Succede a volte, che alle due del mattino, nella notte di Halloween, dopo aver fatto tre o quattro manovre consecutive, tocchi al Pilota la manovra di ormeggio di una bella nave da carico. Una di quelle sincere, pesanti, lunghe larghe e con tanti ponti.

É un Pilota attento alle procedure Anti-Covid quello in servizio: indossa la sua bella mascherina FFP2, mette i guanti usa e getta, ha la radio accesa e ha già allertato i rimorchiatori. Appena la pilotina arriva in prossimità della nave esce, pronto per agguantare la biscaglina. Che però è un nove metri di scalata e pensi che faresti meno fatica a salire in bici lo Zoncolan,

Ora, per chi non è uso al grande ciclismo questo nome suonerà solo un po’ rude, come qualcosa di rozzo e pesante. In effetti è il nome che, in modo appropriato, qualcuno ha dato ad una rampa di garage lunga dieci km, considerata come “la salita più dura del ciclismo”. Una cosa che quando arrivi in cima (se ci arrivi), spezzi la bicicletta in modo da non farti più venire in mente l’idea di affrontarla.

Ma non c’è un’altra via, deglutisci, peschi pazienza e volontà, si comincia l’ascesa.

I primi tre metri vanno via veloci, un po’ per la freschezza, un po’ per quel timore, normale, che la Pilotina appena sotto faccia un movimento strano e risalga verso le tue gambe.

Al quarto, quinto metro, il movimento di braccia e gambe inizia a rallentare.

Sono metri di ricerca dell’equilibrio tra respirazione e movimento, il ritmo di salita.

Dal sesto, settimo il Pilota va un po’ in affanno. La mascherina inizia a premere sulla faccia e si avverte, nelle orecchie, il “Puff Puff” della ricerca di ossigeno. É un rumore strano, un suono che esce dalla bocca aperta, una eco che rimbomba dentro alla maschera e torna in gola e nelle orecchie, al punto che sembra non l’aria da li, non sia mai uscita.

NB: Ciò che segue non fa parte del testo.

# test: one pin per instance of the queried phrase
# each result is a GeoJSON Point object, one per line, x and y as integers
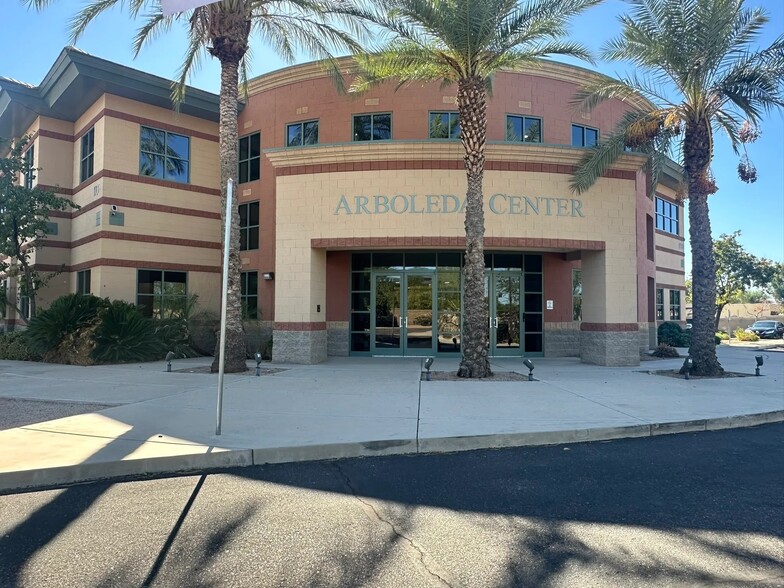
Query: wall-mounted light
{"type": "Point", "coordinates": [530, 365]}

Con lo sguardo un filo appannato si arriva all’ultimo metro. Vedi un paio di facce (mascherate) che ti guardano.

«Bene, è finita » pensi.

Ma non hai ancora entrambi i piedi sul ponte, stai ancora in bilico mezzo dentro e mezzo fuori, che uno dei due (non so se solo ligio alle disposizioni oppure per puro sadismo) inizia a spruzzarti con un disinfettante dall’odore pungente, togliendoti quel poco di ossigeno che ti restava.

L’altra faccia, che evidentemente pensa tu sia piegato in due per fare stretching dopo la scalata, ti misura allegramente la temperatura. «36,2 » dice.

In quel momento il Pilota, prossimo all’uso dell’autorespiratore sta pensando qualcosa sulle Mamme dei membri del comitato di benvenuto. Qualcosa di non proprio elegante.

Il pilotaggio è anche un lavoro di pazienza, però. Ci si ricompone e, disinfettato e autorizzato, ci si avvia verso il ponte, sotto la scorta di un terzo marinaio, anche lui mascherato.

E i Santi?

Sono le parole: «Sorry Pilot, elevator not working » quelle che fanno venire giù i Santi.